The question to ask yourself is whether the things these girls are doing are the things you want to be doing. It doesn’t sound like it. It’s too late for your old best friend. She’s made her choice, and her choice was not your choice. I think you probably have already realized she isn’t your friend any more. You probably also know she will not be your friend again.

You will now have to find new friends. A new group of people who think you are cool. Find friends who think you are cool as you are. It’s not going to be easy, but it is better than trying to change yourself for someone else. Never try to change yourself for someone else—not for a friend, and not for a lover. Also, never expect anyone to change for you.

Instead, you should change for yourself, and right now, you must give up your expectations of your old friend. That won’t be happening. You’ll need to find other friends. I wish you the best of luck with that.

lightsourcetrickster's avatar

Simple solution. Walk away. People move on, either from learning from their own mistakes, or by watching other people make them. Some people can’t be helped, some can but choose not to accept the help, and there are those who just simply don’t want to know. They don’t want to know. Let them learn the hard way, because it will bite them in the ass – and trust me, it will.

Shippy's avatar

People who drugs, are losers.

KNOWITALL's avatar

Try not to let it bother you, and look around for some new friends.
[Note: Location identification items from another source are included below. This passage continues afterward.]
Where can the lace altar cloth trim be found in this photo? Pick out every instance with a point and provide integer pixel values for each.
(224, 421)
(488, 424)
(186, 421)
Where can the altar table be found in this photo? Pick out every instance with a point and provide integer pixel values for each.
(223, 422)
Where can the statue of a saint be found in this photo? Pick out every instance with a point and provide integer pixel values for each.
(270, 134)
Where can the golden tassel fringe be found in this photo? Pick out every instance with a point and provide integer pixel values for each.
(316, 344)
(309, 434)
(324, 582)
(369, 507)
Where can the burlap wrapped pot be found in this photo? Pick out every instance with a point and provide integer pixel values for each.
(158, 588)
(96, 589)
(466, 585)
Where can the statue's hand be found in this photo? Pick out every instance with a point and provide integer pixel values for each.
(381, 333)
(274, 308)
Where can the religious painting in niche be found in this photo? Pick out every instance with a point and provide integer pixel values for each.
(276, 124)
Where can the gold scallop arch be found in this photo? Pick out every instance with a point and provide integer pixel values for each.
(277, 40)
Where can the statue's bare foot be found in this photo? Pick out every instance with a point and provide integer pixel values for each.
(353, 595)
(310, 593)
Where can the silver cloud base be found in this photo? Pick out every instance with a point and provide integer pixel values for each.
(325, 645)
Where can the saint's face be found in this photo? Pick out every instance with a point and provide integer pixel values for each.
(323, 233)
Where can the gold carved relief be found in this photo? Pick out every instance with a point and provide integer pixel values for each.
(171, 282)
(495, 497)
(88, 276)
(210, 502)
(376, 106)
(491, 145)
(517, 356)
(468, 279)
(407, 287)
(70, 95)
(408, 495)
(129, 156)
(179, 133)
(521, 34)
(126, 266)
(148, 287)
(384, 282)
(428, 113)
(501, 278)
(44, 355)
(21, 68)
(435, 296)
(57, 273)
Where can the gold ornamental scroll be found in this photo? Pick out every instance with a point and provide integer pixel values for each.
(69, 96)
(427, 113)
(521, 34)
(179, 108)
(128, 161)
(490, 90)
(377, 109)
You don’t want any part of that crap, trust me. They’ll be getting in trouble, so if you just focus on your grades and school work, you’ll be one coming out ahead.
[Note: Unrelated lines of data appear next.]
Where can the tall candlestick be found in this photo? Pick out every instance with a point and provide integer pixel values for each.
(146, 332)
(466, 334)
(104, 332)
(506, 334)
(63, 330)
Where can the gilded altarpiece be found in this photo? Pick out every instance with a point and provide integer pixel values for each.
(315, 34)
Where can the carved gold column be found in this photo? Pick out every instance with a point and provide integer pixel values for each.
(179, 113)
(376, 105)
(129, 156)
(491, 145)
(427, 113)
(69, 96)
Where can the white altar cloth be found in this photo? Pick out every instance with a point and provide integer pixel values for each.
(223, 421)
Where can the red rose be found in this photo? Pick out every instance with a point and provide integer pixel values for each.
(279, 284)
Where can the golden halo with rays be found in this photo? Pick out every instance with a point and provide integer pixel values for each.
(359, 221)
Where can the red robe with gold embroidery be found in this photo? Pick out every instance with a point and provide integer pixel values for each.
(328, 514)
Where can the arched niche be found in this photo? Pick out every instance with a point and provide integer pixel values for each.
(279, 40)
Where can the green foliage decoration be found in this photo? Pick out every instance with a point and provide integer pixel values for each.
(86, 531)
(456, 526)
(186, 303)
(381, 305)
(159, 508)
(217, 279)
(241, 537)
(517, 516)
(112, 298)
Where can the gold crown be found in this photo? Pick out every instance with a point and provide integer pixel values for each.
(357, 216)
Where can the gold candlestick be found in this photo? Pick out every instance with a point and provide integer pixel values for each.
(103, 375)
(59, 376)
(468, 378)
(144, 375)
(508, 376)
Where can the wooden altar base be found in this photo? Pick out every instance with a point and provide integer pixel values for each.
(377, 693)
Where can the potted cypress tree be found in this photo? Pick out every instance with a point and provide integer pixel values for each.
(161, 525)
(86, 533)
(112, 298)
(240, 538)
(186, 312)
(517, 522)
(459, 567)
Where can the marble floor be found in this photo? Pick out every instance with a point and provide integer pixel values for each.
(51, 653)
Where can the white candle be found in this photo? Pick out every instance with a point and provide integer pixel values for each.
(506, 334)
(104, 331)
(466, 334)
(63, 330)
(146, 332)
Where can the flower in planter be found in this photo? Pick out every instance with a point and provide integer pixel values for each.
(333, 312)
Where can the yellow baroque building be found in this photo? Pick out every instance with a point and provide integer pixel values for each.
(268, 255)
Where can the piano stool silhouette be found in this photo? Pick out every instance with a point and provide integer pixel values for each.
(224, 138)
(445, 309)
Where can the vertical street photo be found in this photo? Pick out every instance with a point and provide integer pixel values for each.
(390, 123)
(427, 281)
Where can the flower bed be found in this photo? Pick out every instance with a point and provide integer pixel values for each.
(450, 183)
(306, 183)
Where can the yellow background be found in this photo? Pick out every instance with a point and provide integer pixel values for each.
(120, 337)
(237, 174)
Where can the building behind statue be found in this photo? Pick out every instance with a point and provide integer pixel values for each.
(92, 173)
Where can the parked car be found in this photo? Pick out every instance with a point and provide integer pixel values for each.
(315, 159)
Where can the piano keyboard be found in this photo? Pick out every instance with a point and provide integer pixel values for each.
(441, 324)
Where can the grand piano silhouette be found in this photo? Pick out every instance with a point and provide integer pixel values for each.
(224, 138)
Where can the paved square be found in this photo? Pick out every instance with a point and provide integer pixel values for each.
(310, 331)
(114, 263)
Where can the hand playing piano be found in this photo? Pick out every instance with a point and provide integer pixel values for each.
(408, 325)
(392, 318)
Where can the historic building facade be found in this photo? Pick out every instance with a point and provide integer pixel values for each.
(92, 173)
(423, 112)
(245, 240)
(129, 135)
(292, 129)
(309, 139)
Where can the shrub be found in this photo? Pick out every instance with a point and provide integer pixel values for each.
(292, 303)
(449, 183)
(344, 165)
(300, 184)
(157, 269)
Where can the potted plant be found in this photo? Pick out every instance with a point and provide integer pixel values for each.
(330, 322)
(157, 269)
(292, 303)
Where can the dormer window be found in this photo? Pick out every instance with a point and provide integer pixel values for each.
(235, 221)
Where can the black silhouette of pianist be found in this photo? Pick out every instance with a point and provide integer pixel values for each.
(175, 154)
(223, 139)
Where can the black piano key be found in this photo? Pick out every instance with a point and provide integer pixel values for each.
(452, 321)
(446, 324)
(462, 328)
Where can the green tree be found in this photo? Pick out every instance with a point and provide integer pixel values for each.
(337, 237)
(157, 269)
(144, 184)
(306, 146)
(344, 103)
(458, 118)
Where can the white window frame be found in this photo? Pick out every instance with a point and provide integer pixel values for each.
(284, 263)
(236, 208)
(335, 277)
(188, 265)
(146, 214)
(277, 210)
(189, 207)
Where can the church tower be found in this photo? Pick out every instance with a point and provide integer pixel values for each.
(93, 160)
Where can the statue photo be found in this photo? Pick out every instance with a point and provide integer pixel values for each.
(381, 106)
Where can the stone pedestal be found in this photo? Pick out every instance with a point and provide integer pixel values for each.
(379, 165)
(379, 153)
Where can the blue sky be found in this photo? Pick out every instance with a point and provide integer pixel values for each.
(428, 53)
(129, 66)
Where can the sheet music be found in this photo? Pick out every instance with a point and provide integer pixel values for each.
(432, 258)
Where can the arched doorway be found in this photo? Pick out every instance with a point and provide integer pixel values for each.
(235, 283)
I know it sucks, and I know it hurts your feelings, but just know that they really are the losers.

Buttonstc's avatar

With “friends” like that you don’t enemies.

Good for you that you’re not so desperate for approval that you’ve sunk to their level. Don’t ever abandon your standards for yourself.
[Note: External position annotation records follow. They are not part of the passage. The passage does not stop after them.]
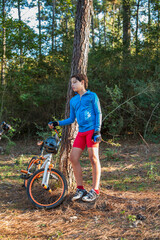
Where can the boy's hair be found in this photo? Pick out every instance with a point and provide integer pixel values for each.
(81, 77)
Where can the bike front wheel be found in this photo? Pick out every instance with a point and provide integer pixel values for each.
(50, 197)
(32, 170)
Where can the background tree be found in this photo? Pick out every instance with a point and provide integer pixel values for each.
(3, 27)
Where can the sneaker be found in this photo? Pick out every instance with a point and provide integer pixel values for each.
(79, 194)
(90, 196)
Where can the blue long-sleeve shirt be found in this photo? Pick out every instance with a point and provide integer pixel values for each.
(86, 109)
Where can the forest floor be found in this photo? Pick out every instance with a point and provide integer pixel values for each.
(128, 207)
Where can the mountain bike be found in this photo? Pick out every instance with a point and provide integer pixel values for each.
(46, 187)
(34, 164)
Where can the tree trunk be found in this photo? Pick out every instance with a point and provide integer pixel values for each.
(99, 31)
(20, 33)
(39, 26)
(126, 29)
(113, 25)
(93, 35)
(105, 43)
(3, 62)
(53, 23)
(137, 25)
(78, 65)
(149, 14)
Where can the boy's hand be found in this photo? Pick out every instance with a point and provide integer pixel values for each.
(53, 124)
(97, 137)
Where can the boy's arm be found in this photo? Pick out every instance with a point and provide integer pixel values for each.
(97, 109)
(71, 118)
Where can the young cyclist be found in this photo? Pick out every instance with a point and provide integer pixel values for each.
(85, 107)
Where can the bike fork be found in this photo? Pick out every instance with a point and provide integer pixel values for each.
(46, 176)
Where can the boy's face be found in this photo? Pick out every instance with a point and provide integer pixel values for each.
(77, 85)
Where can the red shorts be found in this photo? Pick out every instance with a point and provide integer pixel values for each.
(83, 139)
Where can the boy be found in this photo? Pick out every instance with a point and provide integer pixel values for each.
(85, 107)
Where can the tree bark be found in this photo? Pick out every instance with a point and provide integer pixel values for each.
(3, 62)
(105, 42)
(126, 29)
(78, 65)
(39, 27)
(137, 26)
(93, 35)
(20, 33)
(53, 23)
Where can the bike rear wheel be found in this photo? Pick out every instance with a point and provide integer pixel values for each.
(47, 198)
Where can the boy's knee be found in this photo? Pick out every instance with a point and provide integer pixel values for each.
(93, 160)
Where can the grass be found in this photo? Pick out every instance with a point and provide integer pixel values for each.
(128, 187)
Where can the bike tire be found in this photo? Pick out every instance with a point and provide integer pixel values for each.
(33, 170)
(41, 197)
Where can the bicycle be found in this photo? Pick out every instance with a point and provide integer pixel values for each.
(4, 128)
(47, 186)
(34, 164)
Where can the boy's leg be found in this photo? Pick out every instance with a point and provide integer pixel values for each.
(74, 158)
(96, 166)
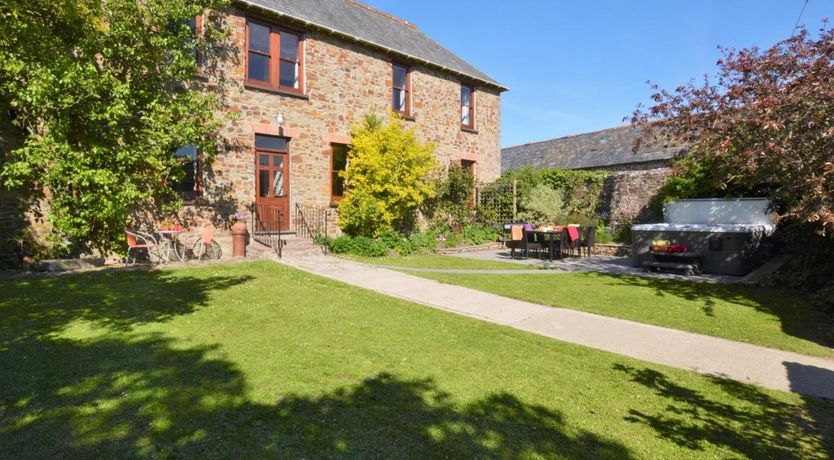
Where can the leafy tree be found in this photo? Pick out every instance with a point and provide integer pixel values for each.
(763, 122)
(544, 204)
(103, 91)
(387, 178)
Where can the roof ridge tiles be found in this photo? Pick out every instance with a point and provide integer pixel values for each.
(381, 13)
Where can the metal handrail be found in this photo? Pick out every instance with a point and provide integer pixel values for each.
(306, 231)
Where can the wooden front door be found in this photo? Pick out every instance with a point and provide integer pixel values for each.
(272, 183)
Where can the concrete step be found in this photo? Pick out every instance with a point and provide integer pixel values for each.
(292, 246)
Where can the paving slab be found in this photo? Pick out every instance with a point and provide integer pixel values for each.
(776, 369)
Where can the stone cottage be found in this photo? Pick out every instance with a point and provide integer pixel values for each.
(310, 70)
(634, 179)
(304, 73)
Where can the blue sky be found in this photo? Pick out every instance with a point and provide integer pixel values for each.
(582, 65)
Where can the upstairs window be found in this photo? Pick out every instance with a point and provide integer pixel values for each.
(274, 58)
(401, 91)
(338, 164)
(189, 185)
(467, 107)
(196, 26)
(468, 166)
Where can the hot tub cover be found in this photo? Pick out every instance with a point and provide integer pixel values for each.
(705, 228)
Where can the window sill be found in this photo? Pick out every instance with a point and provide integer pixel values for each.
(272, 89)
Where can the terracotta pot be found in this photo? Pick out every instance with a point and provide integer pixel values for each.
(239, 239)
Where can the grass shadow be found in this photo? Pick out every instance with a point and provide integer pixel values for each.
(145, 397)
(749, 422)
(36, 306)
(796, 315)
(121, 393)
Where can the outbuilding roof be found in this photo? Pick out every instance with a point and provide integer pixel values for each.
(357, 21)
(600, 149)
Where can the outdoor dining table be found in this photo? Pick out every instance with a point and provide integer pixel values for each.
(168, 239)
(548, 235)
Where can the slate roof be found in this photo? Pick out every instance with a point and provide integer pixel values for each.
(600, 149)
(358, 21)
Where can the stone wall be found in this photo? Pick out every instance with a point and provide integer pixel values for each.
(344, 81)
(628, 193)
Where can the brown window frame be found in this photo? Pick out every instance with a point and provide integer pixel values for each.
(468, 165)
(197, 191)
(336, 198)
(275, 58)
(471, 125)
(285, 190)
(407, 112)
(198, 55)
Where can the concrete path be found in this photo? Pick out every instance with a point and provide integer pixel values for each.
(746, 363)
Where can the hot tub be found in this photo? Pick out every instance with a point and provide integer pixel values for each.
(727, 245)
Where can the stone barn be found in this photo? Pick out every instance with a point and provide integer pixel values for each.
(635, 177)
As you go through life there are many wonderful true friendships waiting for you with quality people.

One of the chief characteristics of a friend is loyalty. Obviously this girl doesn’t even know the meaning of the word. She’s extremely shallow and fickle and easily led by others influence. That’s NOT quality friend material.

At best she was a close acquaintance for awhile. A friend would stick by you.

Just move on and leave them out of your life. You really have totally different values from theirs and respect yourself enough not to get mixed up in promiscuity and drugs just to be “cool”.

They might consider you a loser but life itself regards you as a winner and it will be amply proven a few years down the road.

They’ll be saddled with an assortment of STDs, addictions, unwanted pregnancies, criminal records and such.

You’ll be well on your way to college and/or a successful career and life.

They are the kind of girls guys want to fool around with for quick easy sex. You’re the kind they want to eventually marry and be the Mother of their kids.

There are others in your school with the same standards as yours who have the courage to be their own person and live by their values.

Those will have far more potential for being loyal lifelong friends. Just keep an eye peeled for them when they cross your path and go find some friends worthy of investing your time and energy in.

This girl is a loser in more ways than one. If she no longer wants you, so what? Consider yourself fortunate they won’t be trying to drag you into a way of life that would bring you down.

You have standards for yourself that you refuse to compromise. Hold your head up high and be proud of yourself and confident

That quality alone will attract quality people to you and you’ll have friends worthy of your efforts.

You are obviously also a kind person. You were willing to reach out a hand of friendship to a new girl.

Unfortunately sometimes our kindness to others is not always reciprocated by them But most times it is, so don’t give up on being kind. Just leave the ungrateful ones in the dust and move on with your life in a positive direction.